Getting to Know SQLite with a Client and a Database
A brief description of the SQLite database software, specifically, how to navigate a SQLite database file using a SQLite client.
Quick start and learn-by-doing
If you're completely new to SQLite and databases in general, it may be easier to learn via doing. This section contains a quick-start-click-here-type-this hand-holding walkthrough that should work on a relatively modern computer and operating system, while being understandable by a novice spreadsheet user.
Download and launch the DB Browser for SQLite client
Go to the sqlitebrowser.org homepage and download the relevant executable:
Now Install the client by…doing whatever you usually do to install an application. This may include going to your Downloads folder and double-clicking on what you just downloaded.

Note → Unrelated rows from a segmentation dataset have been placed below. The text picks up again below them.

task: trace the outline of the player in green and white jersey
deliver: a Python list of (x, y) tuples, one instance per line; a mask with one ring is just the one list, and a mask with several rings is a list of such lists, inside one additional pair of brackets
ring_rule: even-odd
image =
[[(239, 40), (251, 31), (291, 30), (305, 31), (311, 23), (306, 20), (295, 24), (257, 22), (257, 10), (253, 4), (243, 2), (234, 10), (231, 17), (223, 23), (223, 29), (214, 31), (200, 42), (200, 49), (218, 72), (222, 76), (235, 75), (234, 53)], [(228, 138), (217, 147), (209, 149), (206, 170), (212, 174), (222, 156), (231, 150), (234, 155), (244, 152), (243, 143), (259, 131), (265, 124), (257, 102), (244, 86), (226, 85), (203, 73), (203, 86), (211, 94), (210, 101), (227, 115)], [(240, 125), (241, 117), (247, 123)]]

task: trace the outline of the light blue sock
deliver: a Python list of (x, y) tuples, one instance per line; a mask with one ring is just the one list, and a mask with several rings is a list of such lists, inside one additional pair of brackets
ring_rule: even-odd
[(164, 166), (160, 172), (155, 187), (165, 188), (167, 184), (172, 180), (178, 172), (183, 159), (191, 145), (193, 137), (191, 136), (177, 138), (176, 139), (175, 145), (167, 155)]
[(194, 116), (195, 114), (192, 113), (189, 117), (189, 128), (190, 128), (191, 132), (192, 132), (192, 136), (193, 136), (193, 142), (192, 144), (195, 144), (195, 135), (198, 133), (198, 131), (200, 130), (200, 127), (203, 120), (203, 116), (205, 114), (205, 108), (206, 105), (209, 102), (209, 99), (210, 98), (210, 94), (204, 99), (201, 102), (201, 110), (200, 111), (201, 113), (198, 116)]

For Mac users, you'll get the standard popup that asks you to download the funny icon to your Applications folder:
Go to your Applications folder, find the DB Browser for SQLite icon, and double-click it:
If you've managed to install the latest version, 3.9.1, DB Browser will look something like this:
(If you're at around version 3.8, it should look similar and the differences aren't important)
Just like we can open Microsoft Excel without specifying a file, we can open our database client and start empty. But that's no fun. So exit DB Browser and move on to the next step of downloading a pre-build SQLite database file.
Download SQLite database files
I've created a "starter pack" of SQLite databases that are interesting and relatively easy to explore: SQLite Data Starter Packs.
At the top of the page, you can get a quick overview of what's available. But to keep things simple, let's download the following database:
Clicking the above link should immediately download the file into your Downloads folder, with this filename by default:
- florida-deathrow.sqlite
Opening a sqlite Database File
What's that .sqlite
extension mean? It's just a human-readable label (as all file extensions and names are) to remind us that the file can't be opened in Microsoft Excel or a text-editor.
By convention, when you installed DB Browser for SQLite, DB Browser should have established itself as the default program to open .sqlite
files when you double-click them. If not, you should be able to right-click the file and specify which program to use for opening a given file.
Try opening the florida-deathrow.sqlite
file in DB Browser:
And here's what DB Browser looks like when you've launched it while specifying a database file to open:
One panel to rule them all
This is just a quick cosmetic action that you can ignore or reverse later: in most programs, I like having just one window open. And for whatever reason, DB Browser defaults to opening two panels. The left-panel is fine. But the right-panel, titled "Edit Database Cell" is not only empty, but will not be particularly useful for the vast majority of our SQLite work. So just close it by hitting the X in the corner, or toggling the option in the View submenu:
And now we just have one panel:
Much cleaner!
Browsing data in a database
I'll cover the interface features specific to DB Browser in another tutorial. For now, it's more important we acquaint ourselves with the fundamental aspects of a database.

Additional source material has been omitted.